The spec states under "Constructors" that "It is illegal for constructors to mutually call each other", providing a code snippet similar to the following as a showcase: class Foo { this() { this(1); } this(int i) { this(); } // illegal, cyclic constructor calls } void main() { Foo foo = new Foo(); } Yet, this code compiles fine, failing at runtime due to a stack overflow. If the compiler is not meant to detect this, the restriction seems redundant - such calls will obviously fail at runtime just as though the constructors were normal functions, which do not suffer from such a restriction. If the compiler should, however, detect this, then it is a bug that it currently does not.
There is no way, in the general case, for the compiler to detect this.
Why not? Java does it. And "this" is bound at static time, not and runtime, and at static time you have all the information needed to detect cycles.
Because this may be declared as: this(); meaning it's body appears elsewhere. Also, things that appear to be cycles in static analysis may not be at runtime, like recursive functions.
If it's not possible just remove it from the spec. Why was it there in the first place?
1. Java doesn't allow separate compilation of constructors. 2. Java doesn't allow any flow control before other constructors are called.

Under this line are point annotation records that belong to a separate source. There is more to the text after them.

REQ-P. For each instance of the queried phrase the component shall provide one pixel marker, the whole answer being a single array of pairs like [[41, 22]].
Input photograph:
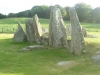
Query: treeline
[[85, 12]]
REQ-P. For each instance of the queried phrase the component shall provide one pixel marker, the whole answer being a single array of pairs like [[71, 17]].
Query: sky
[[15, 6]]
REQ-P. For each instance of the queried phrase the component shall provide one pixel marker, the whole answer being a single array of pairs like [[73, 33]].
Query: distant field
[[9, 25], [45, 61]]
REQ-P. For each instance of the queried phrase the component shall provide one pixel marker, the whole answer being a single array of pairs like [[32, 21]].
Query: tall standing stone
[[30, 30], [19, 35], [37, 29], [77, 39], [57, 29]]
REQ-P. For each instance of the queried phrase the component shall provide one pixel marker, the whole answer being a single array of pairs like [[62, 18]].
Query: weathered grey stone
[[96, 58], [37, 29], [45, 39], [30, 30], [45, 30], [19, 35], [77, 39], [57, 29], [34, 47], [69, 30]]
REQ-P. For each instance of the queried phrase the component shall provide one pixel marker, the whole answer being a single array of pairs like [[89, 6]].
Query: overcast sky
[[14, 6]]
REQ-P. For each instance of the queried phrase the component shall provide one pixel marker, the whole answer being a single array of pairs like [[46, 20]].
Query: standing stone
[[77, 39], [57, 29], [37, 29], [30, 30], [19, 35]]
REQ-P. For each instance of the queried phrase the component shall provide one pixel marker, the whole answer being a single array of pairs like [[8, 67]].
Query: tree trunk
[[77, 39]]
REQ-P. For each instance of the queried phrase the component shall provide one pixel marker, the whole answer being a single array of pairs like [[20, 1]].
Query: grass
[[44, 62]]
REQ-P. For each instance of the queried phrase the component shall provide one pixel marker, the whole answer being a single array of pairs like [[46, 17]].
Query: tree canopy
[[84, 11]]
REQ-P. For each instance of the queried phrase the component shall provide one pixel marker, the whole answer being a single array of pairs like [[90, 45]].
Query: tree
[[83, 11], [67, 17], [10, 15], [63, 10], [41, 11]]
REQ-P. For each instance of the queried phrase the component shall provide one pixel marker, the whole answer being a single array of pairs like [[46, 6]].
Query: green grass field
[[44, 62], [9, 25]]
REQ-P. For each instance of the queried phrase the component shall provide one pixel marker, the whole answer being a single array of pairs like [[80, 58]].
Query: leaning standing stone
[[30, 30], [19, 35], [77, 39], [57, 29], [37, 29]]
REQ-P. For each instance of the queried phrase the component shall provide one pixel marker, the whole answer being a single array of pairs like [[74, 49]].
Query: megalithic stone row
[[30, 30], [37, 29], [57, 29], [19, 35], [77, 39]]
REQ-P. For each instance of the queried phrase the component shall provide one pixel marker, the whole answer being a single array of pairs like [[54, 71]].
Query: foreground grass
[[9, 25], [44, 62]]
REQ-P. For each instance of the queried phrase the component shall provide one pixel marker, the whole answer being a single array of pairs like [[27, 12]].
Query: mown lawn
[[45, 62]]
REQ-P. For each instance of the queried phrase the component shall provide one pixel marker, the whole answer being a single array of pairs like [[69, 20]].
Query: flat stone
[[34, 47]]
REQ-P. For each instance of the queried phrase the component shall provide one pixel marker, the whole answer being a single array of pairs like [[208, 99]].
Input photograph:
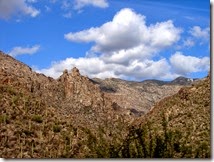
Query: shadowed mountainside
[[77, 117]]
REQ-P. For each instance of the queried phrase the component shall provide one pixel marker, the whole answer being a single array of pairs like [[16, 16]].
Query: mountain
[[78, 117], [178, 126], [139, 97], [44, 117]]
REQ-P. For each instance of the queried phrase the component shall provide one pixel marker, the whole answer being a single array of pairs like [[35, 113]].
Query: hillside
[[78, 117], [138, 98], [43, 117], [177, 127]]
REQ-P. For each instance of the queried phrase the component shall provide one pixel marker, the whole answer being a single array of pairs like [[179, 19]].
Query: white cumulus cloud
[[126, 48], [198, 32], [183, 64], [78, 4], [24, 50], [9, 8]]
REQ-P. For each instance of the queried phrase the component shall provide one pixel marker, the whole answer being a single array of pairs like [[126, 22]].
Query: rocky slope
[[139, 97], [36, 107], [178, 126], [74, 116]]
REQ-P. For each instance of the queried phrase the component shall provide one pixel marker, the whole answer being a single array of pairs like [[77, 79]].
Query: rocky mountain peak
[[75, 72]]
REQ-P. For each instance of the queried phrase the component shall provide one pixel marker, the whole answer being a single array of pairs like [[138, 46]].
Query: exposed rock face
[[71, 94], [77, 87], [139, 97]]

(In reply to comment #4) > If it's not possible just remove it from the spec. Why was it there in the > first place? > Some parts of the spec can be read as "The language is not required to work correctly if you do ____. If you do and "things" happen, it's your error."
Therein lies half the problem. The spec should make a clear distinction between things that are actually illegal, things that cause undefined behaviour and things that the compiler may decide are errors if it's clever enough. Moreover, I'd read "mutually calling" as meaning that a loop exists in which constructors call which others, regardless of whether the calls can actually loop at runtime.
I disagree. I think it is valid to say that something is both illegal and that it result in undefined behavior. I think that somewhere it is said, for example, that it is /illegal/ to have code depend on order of evaluation (this can't be checked, the halting problem can be found in there). Maybe the distinction should be made between things that are illegal and the compiler is required to reject and things that are still illegal but that it needn't detect.